# Shop Projects



## Muskt (Jan 8, 2017)

Gunrunner you need to order a set of these for the Z axis hand crank. Bill did you just spit coffee on your monitor? :rofl:

View attachment 253356


----------



## davidh (Jan 12, 2017)

you may need to contact a "motor shop" with the pictures or the motor. . .  and for your big sanding belt pulley, i would accurately glue on a layer of heavy duty felt, the little crown'd wheel that you will use does not need the felt.    other stuff is pretty neat.  
fun eh ?


----------



## jpfabricator (Jan 12, 2017)

You need to wire it for the ccw rotation. Under the junction box that the wiring harness goes into will be a series of screw terminals and wires.
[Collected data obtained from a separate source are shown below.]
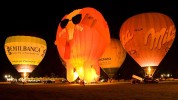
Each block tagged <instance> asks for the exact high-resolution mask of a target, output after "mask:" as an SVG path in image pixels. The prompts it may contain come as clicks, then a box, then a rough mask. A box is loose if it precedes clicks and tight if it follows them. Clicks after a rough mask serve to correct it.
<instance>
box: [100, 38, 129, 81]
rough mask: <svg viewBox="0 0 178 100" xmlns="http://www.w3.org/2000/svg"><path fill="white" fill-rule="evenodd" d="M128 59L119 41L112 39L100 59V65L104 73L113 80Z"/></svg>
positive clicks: (116, 39)
mask: <svg viewBox="0 0 178 100" xmlns="http://www.w3.org/2000/svg"><path fill="white" fill-rule="evenodd" d="M125 58H126V51H125V49H124V48H123V47H122V44H121V43H120V41H119V40H118V39H114V38H112V39H111V42H110V45H109V46H108V47H107V48H106V50H105V52H104V53H103V54H102V56H101V57H100V59H99V65H100V67H101V68H102V69H103V71H104V72H105V73H106V74H107V75H108V76H109V78H113V76H114V75H115V74H116V72H117V71H118V69H119V68H120V67H121V65H122V63H123V62H124V60H125Z"/></svg>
Make sure the wires are in the proper location per the ccw schematic.
Can you post a picture of your switch please.

Sent from my SM-S320VL using Tapatalk


----------



## Muskt (Jan 12, 2017)

Thanks for the responses.
CCW makes sense, now.  I did some Googling & discovered that the rotation is labeled looking from the shaft end.  (You cannot believe how difficult that info was to locate.)

The wire in the photo has not been changed since I removed it from the lathe.  The motor ran both CW & CCW when removed.  So, my question remains, which of those 4 wires should the power be connected to for CCW rotation?  The placarding on the motor doesn't tell ME anything useful.  I am essentially electrically illiterate.  As a retired pilot, I can follow instructions & checklists very well--I just don't seem to have any to follow.

The switch I plan to use looks exactly like a standard light switch in a house with one big difference.  It is DOUBLE POLE--SINGLE THROW.

Thanks again,
Jerry in Delaware


----------